The simplest solution I can think of is to amortize that overhead over multiple objects, rather than adding a pointer to each instance. So, let’s split it into two issues:
-
FIFO-ordering of elements with the same priority
You can just use a FIFO-ordered container with constant-time
pop_front
andpush_back
: this is a deque.You could try
std::deque
, and write a custom implementation if you need finer control over the block size, for example. The per-block overhead is amortized over all the objects in that block, so you can control the tradeoff between slack allocation and per-object overhead. -
key-ordered container of priority levels:
-
Since 8 bits are enough to store your priority, an array of 256 levels (deques) would be the simplest solution.
-
If that wastes too much slack space for you, a regular priority queue will still work, but
pop_front
/pop_heap
should pop from the front priority level object, and only pop that level from the overall queue when it is empty.Note that you can write this logic as a thin wrapper around the existing
pop_heap
to re-use its heap logic, but the same isn’t true ofpush_heap
, and in fact that will end up slower in this scheme (you’ll have to search for the insertion point to see if it exists, and then sift it up if it doesn’t).
-
This should have notionally constant-time everything, so is asymptotically better than a heap; whether it’s fast enough in practice will depend on the platform, cache behaviour, and how well you can tune the allocators, block sizes, etc.

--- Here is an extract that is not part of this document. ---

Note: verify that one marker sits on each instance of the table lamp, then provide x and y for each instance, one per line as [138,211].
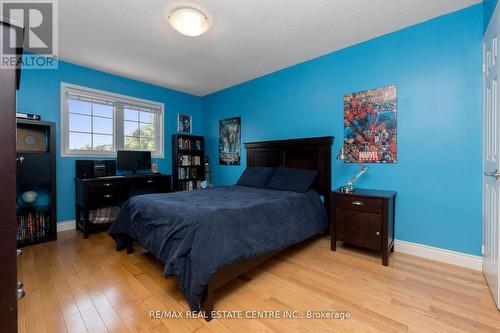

Space overhead is a few bytes (something like 2-4 pointers) per distinct priority level, plus hopefully 1 byte or fewer per element (depending on the deque block size and number of elements per block). So, this will only save space if you have a sufficiently large number of elements per priority level. However, it can never encounter your overflow problem, doesn’t require any stop-the-world cleanup, and doesn’t degrade significantly with time or size.